Chief policy adviser Stephen Miller, in a combative appearance on Sunday on CNN, described the book as “nothing but a pile of trash through and through”.

CIA Director Mike Pompeo said Trump was “completely fit” to lead the country.

“These are from people who just have not accepted the fact that President Trump is the US president and I’m sorry for them in that,” Pompeo, who gives Trump his regular intelligen­ce briefings, said on Fox News Sunday.

Nikki Haley, the US ambassador to the United Nations, said she visits the White House once a week, and “no one questions the stability of the president”.
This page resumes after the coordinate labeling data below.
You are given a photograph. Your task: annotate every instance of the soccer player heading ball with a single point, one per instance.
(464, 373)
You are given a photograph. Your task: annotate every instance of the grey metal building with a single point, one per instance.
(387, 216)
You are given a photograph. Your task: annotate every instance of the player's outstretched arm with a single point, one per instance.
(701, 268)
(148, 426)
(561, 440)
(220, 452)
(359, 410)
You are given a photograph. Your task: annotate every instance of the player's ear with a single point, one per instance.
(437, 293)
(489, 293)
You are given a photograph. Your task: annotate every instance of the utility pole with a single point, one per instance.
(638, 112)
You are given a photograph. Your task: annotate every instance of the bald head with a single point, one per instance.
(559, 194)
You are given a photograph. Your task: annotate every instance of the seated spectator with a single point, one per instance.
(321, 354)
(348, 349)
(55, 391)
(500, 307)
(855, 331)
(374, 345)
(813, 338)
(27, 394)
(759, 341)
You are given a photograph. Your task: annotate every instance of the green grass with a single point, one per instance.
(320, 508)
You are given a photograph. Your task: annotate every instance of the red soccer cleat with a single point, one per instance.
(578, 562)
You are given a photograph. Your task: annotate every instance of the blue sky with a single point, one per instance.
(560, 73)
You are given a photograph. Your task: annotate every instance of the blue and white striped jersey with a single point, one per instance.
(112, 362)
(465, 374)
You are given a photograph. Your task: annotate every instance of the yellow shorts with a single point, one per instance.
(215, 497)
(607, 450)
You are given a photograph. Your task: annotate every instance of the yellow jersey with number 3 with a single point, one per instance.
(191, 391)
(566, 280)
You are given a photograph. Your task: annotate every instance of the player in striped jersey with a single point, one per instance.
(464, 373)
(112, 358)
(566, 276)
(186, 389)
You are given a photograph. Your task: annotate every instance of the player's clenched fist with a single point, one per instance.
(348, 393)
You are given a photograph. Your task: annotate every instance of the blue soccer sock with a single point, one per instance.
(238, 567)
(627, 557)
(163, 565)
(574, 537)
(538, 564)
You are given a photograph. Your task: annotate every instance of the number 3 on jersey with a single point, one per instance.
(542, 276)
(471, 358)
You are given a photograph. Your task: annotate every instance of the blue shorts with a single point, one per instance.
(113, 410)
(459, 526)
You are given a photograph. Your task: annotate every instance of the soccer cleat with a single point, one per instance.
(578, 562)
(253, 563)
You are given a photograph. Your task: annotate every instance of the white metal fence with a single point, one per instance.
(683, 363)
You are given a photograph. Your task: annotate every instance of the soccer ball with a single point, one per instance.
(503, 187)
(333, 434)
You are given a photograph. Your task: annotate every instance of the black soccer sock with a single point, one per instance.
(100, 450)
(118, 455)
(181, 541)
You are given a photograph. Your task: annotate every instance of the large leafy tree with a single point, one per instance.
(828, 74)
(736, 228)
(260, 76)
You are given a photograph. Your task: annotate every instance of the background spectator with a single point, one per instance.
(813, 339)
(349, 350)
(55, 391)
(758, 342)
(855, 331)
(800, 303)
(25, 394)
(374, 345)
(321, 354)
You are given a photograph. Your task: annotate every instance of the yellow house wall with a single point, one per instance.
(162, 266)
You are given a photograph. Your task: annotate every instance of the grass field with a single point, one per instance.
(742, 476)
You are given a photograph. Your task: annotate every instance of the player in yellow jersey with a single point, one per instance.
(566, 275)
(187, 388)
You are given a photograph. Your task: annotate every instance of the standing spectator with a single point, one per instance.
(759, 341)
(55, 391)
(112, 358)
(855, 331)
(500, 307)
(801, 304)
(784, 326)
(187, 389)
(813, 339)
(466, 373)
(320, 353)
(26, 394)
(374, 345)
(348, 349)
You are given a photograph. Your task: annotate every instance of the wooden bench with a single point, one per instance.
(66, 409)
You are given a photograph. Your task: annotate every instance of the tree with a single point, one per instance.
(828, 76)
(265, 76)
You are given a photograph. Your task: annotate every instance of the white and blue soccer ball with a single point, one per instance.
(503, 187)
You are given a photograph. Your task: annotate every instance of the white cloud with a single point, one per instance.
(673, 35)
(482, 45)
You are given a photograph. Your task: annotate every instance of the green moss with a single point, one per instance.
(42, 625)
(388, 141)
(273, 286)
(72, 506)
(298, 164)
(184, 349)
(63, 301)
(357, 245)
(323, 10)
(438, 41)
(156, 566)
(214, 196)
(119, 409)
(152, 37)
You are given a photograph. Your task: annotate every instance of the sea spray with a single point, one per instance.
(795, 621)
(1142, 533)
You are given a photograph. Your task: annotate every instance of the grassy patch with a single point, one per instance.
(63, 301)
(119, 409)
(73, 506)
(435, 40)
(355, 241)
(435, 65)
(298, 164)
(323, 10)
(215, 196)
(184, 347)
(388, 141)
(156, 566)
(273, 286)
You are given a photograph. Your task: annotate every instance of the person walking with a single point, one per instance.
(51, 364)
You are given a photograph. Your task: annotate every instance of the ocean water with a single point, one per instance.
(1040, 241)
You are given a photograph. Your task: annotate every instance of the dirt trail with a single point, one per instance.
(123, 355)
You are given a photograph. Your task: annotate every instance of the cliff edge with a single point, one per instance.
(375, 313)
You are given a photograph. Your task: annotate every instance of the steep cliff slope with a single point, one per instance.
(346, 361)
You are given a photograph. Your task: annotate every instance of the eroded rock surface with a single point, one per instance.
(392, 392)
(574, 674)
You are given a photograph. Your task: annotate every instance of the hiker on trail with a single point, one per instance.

“I’m always amazed at the lengths people will go to, to lie for money and for power. This is like taking it to a whole new low,” she told ABC’s This Week.

Michael Wolff’s Fire and Fury: Inside the Trump White House portrays the 45th president as a leader who doesn’t understand the weight of his office and whose competence is questioned by aides.

That picture, Miller said, “is so contrary to reality, to the experience of those who work with him”.

Miller also criticized Trump’s former chief strategist, Steve Bannon, who is quoted at length by Wolff, saying it was “tragic and unfortunat­e” that Bannon “would make these grotesque comments so out of touch with reality and obviously so vindictive”.

Bannon’s descriptio­n of a June 2016 meeting at Trump Tower in New York between Donald Trump Jr, Trump campaign aides and a Russian lawyer as “treasonous” and “unpatrioti­c” particular­ly infuriated Trump, who released a seething statement accusing Bannon of having “lost his mind”.

Trying to heal the damage and make amends, Bannon released a statement on Sunday praising Trump Jr as “both a patriot and a good man” and insisting his descriptio­n was aimed at former Trump campaign chairman Paul Manafort, not Trump’s son.

“I regret that my delay in responding to the inaccurate reporting regarding Don Jr has diverted attention from the president’s historical accomplish­ments in the first year of his presidency,” Bannon said in the statement, which was first obtained by the news site Axios.

Miller’s interview on CNN’s State of the Union quickly grew heated, with Miller criticizin­g CNN’s coverage and moderator Jake Tapper accusing Miller of speaking to an audience of one: His boss.

Tapper abruptly ended the interview, saying: “I think I’ve wasted enough of my viewers’ time.”